Though it failed to resolve a number of contentious issues, the COP26 meeting in Glasgow solidified a consensus around the need for a global transition to clean energy. Implicated in this transition is the wide-scale adoption of renewables: we must build larger wind turbines, produce more electric vehicles, and phase down coal factories in electrifying rapidly growing cities. Climate negotiations often refer to the “common but differentiated responsibility” that countries bear in promoting this transformation. But in reality, its protagonists are European governments and high-tech manufacturing companies involved in the production of renewable goods. And their policies have a cost—if the world meets the targets of the Paris Agreement, demand is likely to increase by 40 percent for copper and rare earth elements (REES), 60–70 percent for cobalt and nickel, and almost 90 percent for lithium over the next two decades.

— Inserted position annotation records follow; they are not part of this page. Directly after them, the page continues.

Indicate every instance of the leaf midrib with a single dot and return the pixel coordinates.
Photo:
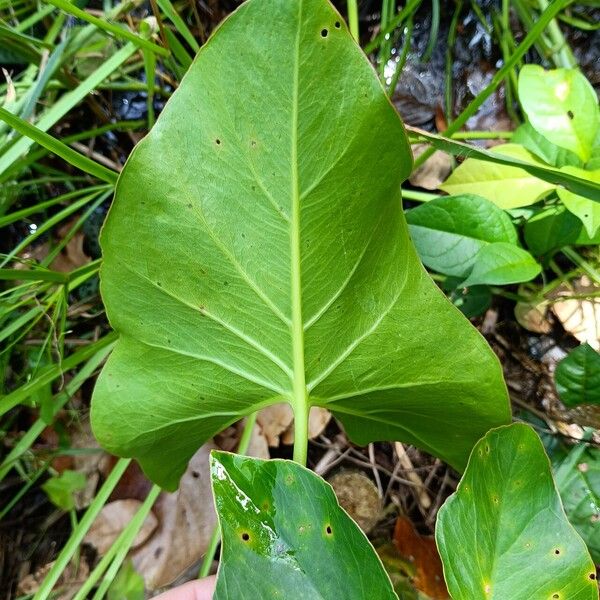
(299, 394)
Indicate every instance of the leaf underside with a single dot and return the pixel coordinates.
(310, 549)
(504, 534)
(257, 252)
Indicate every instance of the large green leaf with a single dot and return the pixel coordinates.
(562, 106)
(257, 252)
(586, 210)
(577, 376)
(450, 231)
(505, 186)
(504, 534)
(285, 536)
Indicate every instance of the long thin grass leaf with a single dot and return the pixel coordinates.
(108, 27)
(64, 104)
(82, 528)
(57, 147)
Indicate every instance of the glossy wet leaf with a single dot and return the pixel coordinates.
(504, 534)
(285, 536)
(562, 106)
(505, 186)
(577, 376)
(502, 264)
(449, 232)
(586, 210)
(577, 478)
(264, 258)
(539, 146)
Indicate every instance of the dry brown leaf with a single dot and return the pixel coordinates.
(71, 579)
(89, 463)
(318, 419)
(533, 316)
(422, 554)
(359, 497)
(186, 520)
(273, 421)
(580, 317)
(277, 423)
(111, 521)
(433, 172)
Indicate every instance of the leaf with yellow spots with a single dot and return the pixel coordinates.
(285, 536)
(562, 106)
(504, 533)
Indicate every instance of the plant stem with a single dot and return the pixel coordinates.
(124, 541)
(581, 263)
(299, 400)
(216, 535)
(419, 196)
(82, 528)
(353, 18)
(552, 10)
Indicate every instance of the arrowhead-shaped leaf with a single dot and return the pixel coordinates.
(504, 534)
(285, 536)
(257, 252)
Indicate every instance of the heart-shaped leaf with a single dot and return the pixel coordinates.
(539, 146)
(502, 264)
(257, 252)
(550, 229)
(285, 535)
(577, 377)
(507, 187)
(588, 211)
(562, 106)
(450, 231)
(504, 534)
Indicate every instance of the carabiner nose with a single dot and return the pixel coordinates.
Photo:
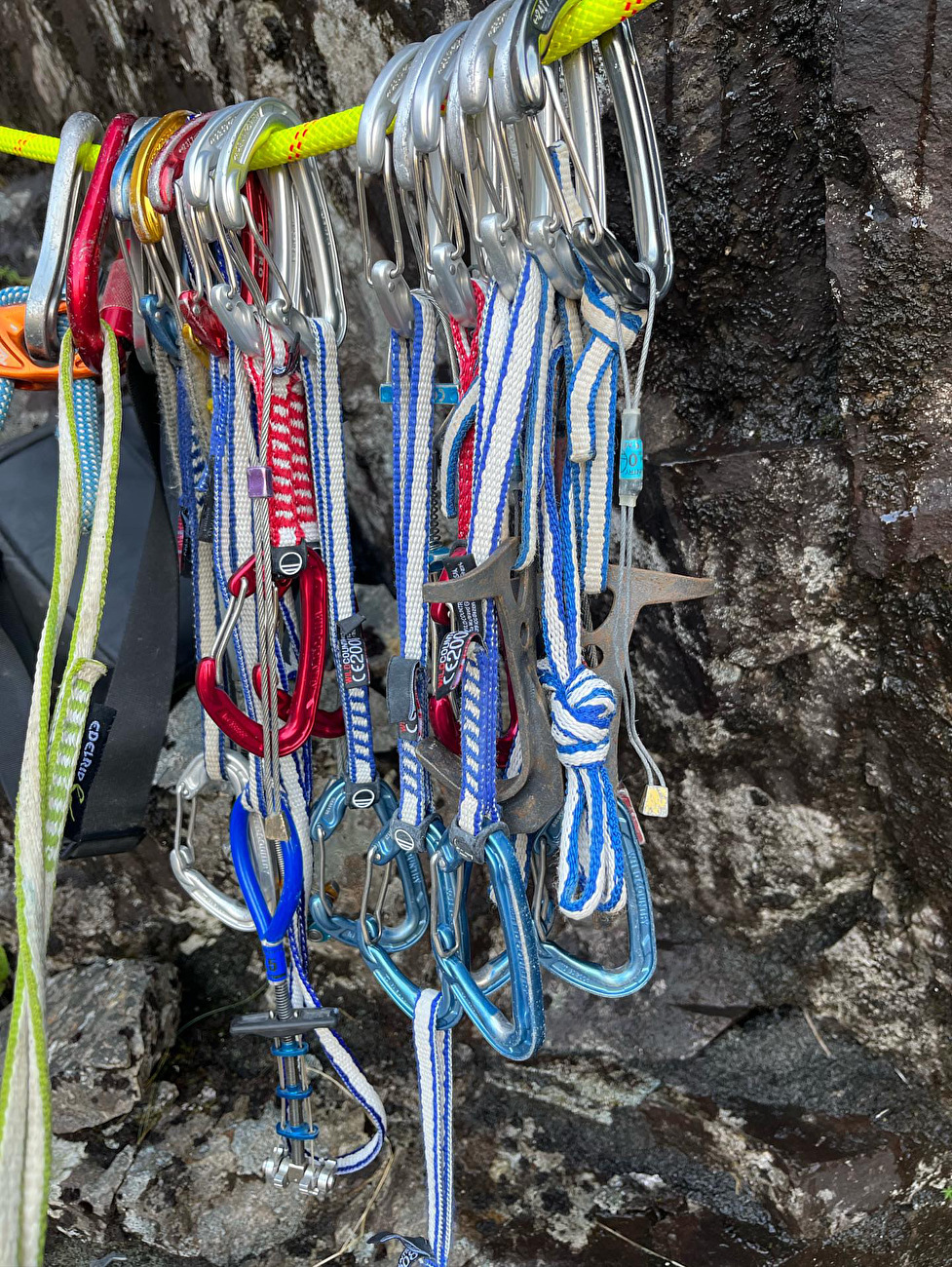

The EU’s proposed Green Energy Deal secures critical minerals through open international markets, necessitating mineral extraction at a faster and more intense pace. But if it is to mitigate or overturn historical imbalances between North and South, the clean-energy transition cannot reproduce the same extractive relations underpinning industrial production. In what follows, I examine the green transition both as an opportunity and a challenge for resource-rich countries in the Global South. Importantly, I argue that we need to look beyond traditional growth-oriented industrial policies and the successful “catch up” of East Asian economies to develop inclusive and sustainable green development.
New geographies of extraction
The clean-energy transition is a historically significant moment for resource producers. It involves the intensive and extensive extraction of “rare metals”—metal minerals produced in low quantities and utilized as intermediate inputs in the manufacturing of digital, renewable, and energy technologies. These have also been identified by the US and EU as “critical raw materials” (CRMs), which are both strategically important for industrial competitiveness and at high risk due to possible supply gluts and changes in world markets. The US lists thirty-five critical minerals in order of their importance for national security and wider supply-chain vulnerabilities. EU Commission reports identify thirty critical raw materials, found in Table 1. In this ordering, critical minerals are grouped into three major categories: heavy rare earths (HREEs), light rare earths (LREEs), and platinum group metals (PGMS). The list also includes various ferrous and non-ferrous metals.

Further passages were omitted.